Posted: 19th November 2019
Posted in: News
Posted by: Luke Brandon, Partner
Clients often become exacerbated by what they perceive to be the rigidity of their former spouse’s position in their family law dispute. It is in this context that clients sometimes question the benefit or purpose of attending Mediation. Clients will express the view, “there’s no point” or that “it’s useless, they won’t compromise”.
I will quickly explain to clients that they do not have a choice and that it is a mandatory step in a family law dispute. But that is not the extent of my answer, because in my experience Mediations often bring about resolution notwithstanding how positional one or both of the parties had been in the lead up.

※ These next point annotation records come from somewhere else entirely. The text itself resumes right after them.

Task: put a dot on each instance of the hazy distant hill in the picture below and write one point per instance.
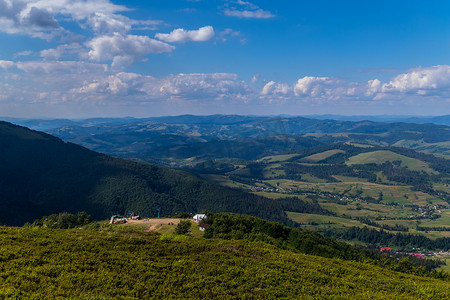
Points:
(165, 139)
(40, 174)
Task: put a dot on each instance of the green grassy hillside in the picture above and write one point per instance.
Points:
(114, 264)
(382, 156)
(41, 175)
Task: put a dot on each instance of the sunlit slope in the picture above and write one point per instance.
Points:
(39, 263)
(382, 156)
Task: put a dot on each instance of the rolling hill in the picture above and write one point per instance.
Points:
(40, 175)
(171, 140)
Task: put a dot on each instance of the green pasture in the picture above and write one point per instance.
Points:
(382, 156)
(322, 155)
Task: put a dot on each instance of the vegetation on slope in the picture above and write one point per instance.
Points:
(41, 175)
(109, 264)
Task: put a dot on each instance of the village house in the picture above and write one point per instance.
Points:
(199, 217)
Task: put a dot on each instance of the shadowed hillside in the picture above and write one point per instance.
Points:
(41, 175)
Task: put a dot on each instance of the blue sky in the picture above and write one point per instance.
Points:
(86, 58)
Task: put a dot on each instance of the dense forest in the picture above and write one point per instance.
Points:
(233, 226)
(42, 175)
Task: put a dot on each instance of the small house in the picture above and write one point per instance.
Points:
(199, 217)
(203, 226)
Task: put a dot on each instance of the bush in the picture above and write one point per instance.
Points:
(183, 227)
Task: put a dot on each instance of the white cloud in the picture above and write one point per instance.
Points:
(6, 64)
(273, 88)
(180, 35)
(38, 18)
(124, 50)
(314, 86)
(432, 78)
(247, 14)
(247, 10)
(63, 50)
(256, 77)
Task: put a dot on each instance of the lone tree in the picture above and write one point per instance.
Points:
(183, 227)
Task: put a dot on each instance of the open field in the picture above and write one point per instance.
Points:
(277, 158)
(320, 220)
(323, 155)
(161, 225)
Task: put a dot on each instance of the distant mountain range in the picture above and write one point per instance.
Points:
(49, 124)
(174, 141)
(40, 175)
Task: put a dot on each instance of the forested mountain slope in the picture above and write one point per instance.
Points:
(41, 175)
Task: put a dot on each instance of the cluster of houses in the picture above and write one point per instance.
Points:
(417, 252)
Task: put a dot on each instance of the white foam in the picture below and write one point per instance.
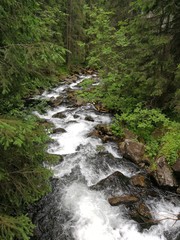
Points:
(95, 219)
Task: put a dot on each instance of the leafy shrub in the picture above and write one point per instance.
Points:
(160, 135)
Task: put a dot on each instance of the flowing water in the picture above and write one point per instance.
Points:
(75, 210)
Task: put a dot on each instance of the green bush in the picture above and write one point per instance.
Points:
(160, 135)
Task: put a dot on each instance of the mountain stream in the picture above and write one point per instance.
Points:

Mediation in family law disputes has, in my experience over the past 15+ years, come along way. When I first started attending Mediations, it was often 2 lawyers acting like bulls telling each other why they are right and the other is wrong. Lawyers demanding production of documents or evidence to prove what their client was asserting. The Mediator being a referee trying to placate the lawyers’ egos.
I am happy to say, that this no longer my experience at Mediation.
Family Law litigants situated in South East Queensland have the benefit of some of the finest family law Mediators in the Nation. These Mediators have changed the way Mediations are conducted and encouraged lawyers to transform from being chest beaters to problem solvers. The Court is the place to prove your case and argue your point. Mediation is a place to identify risks and come up with solutions which are often outside of what a Court is capable of coming up with. Mediator is really a great opportunity for there to be mutual benefit for both parties. No losers.
The need for Mediation to become such an effective tool for resolving family law disputes has been necessitated by the state of the family law courts and the serious under funding for Judges. I know a lot of my Colleagues consider that too many litigants are forced to settle at Mediation, because the alternative of proceeding to Court (the cost, the delay, the uncertainty) is just not palatable. Whilst I agree with my Colleagues that there are certainly instances of this, overwhelmingly the resolutions reached at Mediations are sensible, pragmatic and responsible outcomes.
So perhaps the better question is why not Mediate?